The former governor does recall former assembly speaker Fabian Núñez, a “smart ex-union leader” who would become “one of my closest allies among the Democrats.” The pair worked together on AB 32, the California Global Warming Solutions Act, which the former governor calls “our boldest policy leap.” He continues to claim, in the face of all evidence, that AB 32 is good for California’s economy.
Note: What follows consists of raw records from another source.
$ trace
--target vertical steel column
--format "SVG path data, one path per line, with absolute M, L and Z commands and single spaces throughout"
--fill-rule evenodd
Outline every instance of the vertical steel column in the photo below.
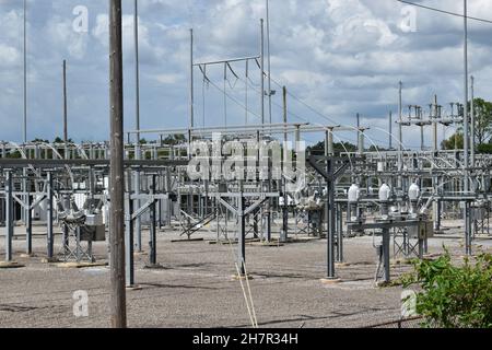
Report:
M 152 186 L 150 195 L 155 195 L 156 189 L 156 176 L 152 175 Z M 157 265 L 157 235 L 156 235 L 156 215 L 155 215 L 155 202 L 156 200 L 152 198 L 152 205 L 150 207 L 150 233 L 149 233 L 149 261 L 150 266 L 156 266 Z
M 343 262 L 343 210 L 342 205 L 339 203 L 337 207 L 337 262 Z
M 471 232 L 471 202 L 466 201 L 465 202 L 465 254 L 471 255 L 471 243 L 472 243 L 472 232 Z
M 139 7 L 137 0 L 134 0 L 134 14 L 133 14 L 133 39 L 134 39 L 134 96 L 136 96 L 136 120 L 134 127 L 137 131 L 140 130 L 140 59 L 139 59 Z M 134 144 L 134 159 L 141 159 L 140 151 L 140 132 L 136 133 L 136 144 Z M 134 172 L 134 194 L 140 195 L 140 171 Z M 140 208 L 140 199 L 136 200 L 136 207 Z M 134 230 L 137 232 L 137 252 L 142 252 L 142 221 L 137 218 L 134 221 Z
M 67 159 L 68 143 L 68 103 L 67 103 L 67 60 L 63 59 L 63 143 L 65 159 Z
M 237 265 L 239 267 L 239 278 L 245 276 L 246 269 L 246 217 L 244 214 L 244 201 L 245 198 L 243 196 L 243 185 L 241 185 L 241 192 L 239 192 L 239 201 L 238 201 L 238 209 L 237 214 L 239 215 L 238 220 L 238 235 L 237 235 Z
M 12 173 L 5 173 L 5 261 L 12 261 L 13 226 Z
M 261 125 L 265 125 L 265 33 L 263 19 L 260 20 L 260 107 Z
M 24 144 L 27 143 L 27 0 L 24 0 Z
M 129 176 L 128 176 L 129 178 Z M 131 188 L 128 186 L 128 188 Z M 131 190 L 125 200 L 125 246 L 126 246 L 126 285 L 134 285 L 134 259 L 133 259 L 133 200 L 131 199 Z
M 329 178 L 326 179 L 327 184 L 327 223 L 328 223 L 328 233 L 327 233 L 327 262 L 328 262 L 328 276 L 327 279 L 336 279 L 335 276 L 335 231 L 336 231 L 336 213 L 335 213 L 335 182 L 333 182 L 333 173 L 335 173 L 335 164 L 331 159 L 327 159 L 326 161 L 326 173 Z
M 465 171 L 465 192 L 469 191 L 469 117 L 468 117 L 468 9 L 467 9 L 467 0 L 464 0 L 464 23 L 465 23 L 465 37 L 464 37 L 464 63 L 465 63 L 465 96 L 464 96 L 464 145 L 465 145 L 465 159 L 464 159 L 464 171 Z
M 268 116 L 271 124 L 271 59 L 270 59 L 270 10 L 267 0 L 267 65 L 268 65 Z
M 189 30 L 189 128 L 195 127 L 194 30 Z
M 384 281 L 385 283 L 389 283 L 391 281 L 391 276 L 389 271 L 389 243 L 390 243 L 390 233 L 388 228 L 383 229 L 383 265 L 384 265 Z
M 47 191 L 47 226 L 48 226 L 48 235 L 47 235 L 47 254 L 48 260 L 54 258 L 54 245 L 55 245 L 55 233 L 52 228 L 54 221 L 54 205 L 52 205 L 52 174 L 48 172 L 48 186 L 46 188 Z
M 402 89 L 403 83 L 400 81 L 398 84 L 398 173 L 403 170 L 403 130 L 401 122 L 403 121 L 403 106 L 402 106 Z M 398 175 L 398 188 L 402 189 L 402 177 Z
M 121 0 L 109 1 L 110 95 L 110 315 L 112 326 L 127 327 L 125 290 L 125 171 Z M 106 154 L 105 154 L 106 155 Z M 131 192 L 130 188 L 128 189 Z M 131 205 L 130 205 L 131 206 Z M 130 225 L 131 226 L 131 225 Z M 133 246 L 130 246 L 133 250 Z M 132 252 L 131 252 L 132 253 Z M 132 256 L 130 257 L 132 259 Z
M 26 218 L 25 218 L 25 254 L 33 254 L 33 210 L 31 209 L 32 199 L 30 194 L 30 188 L 26 187 Z
M 475 152 L 476 152 L 476 145 L 475 145 L 475 77 L 471 75 L 471 106 L 470 106 L 470 114 L 471 114 L 471 130 L 470 130 L 470 140 L 471 140 L 471 167 L 476 166 L 476 159 L 475 159 Z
Though he doesn’t say so, Schwarzenegger’s relationship with the L.A. Democrat didn’t end there. In 2008, Núñez’s son Esteban was involved in the fatal stabbing of college student Luis Santos and eventually sentenced to 16 years in prison for manslaughter, avoiding a possible life sentence for murder. Núñez the elder tried to get the sentence reduced, but a judge refused. Not to worry, because on January 2, 2011, during his final hours as governor, Schwarzenegger commuted Esteban’s sentence to seven years. The governor failed to notify the victim’s family. “We are totally outraged,” Fred Santos, the victim’s father, told reporters. “For the governor to wait until the last day in hopes it would fly under the radar is an absolute injustice.” Judge Lloyd Connelly called the governor’s action “distasteful and repugnant.”

Now back in the movie business, Schwarzenegger laments the “absurdity of Sacramento” and of its legislature, which has “less turnover than in Austria’s Hapsburg monarchy.” But as his incomplete memoir makes clear, Arnold Schwarzenegger added several chapters of his own to the state’s absurdity.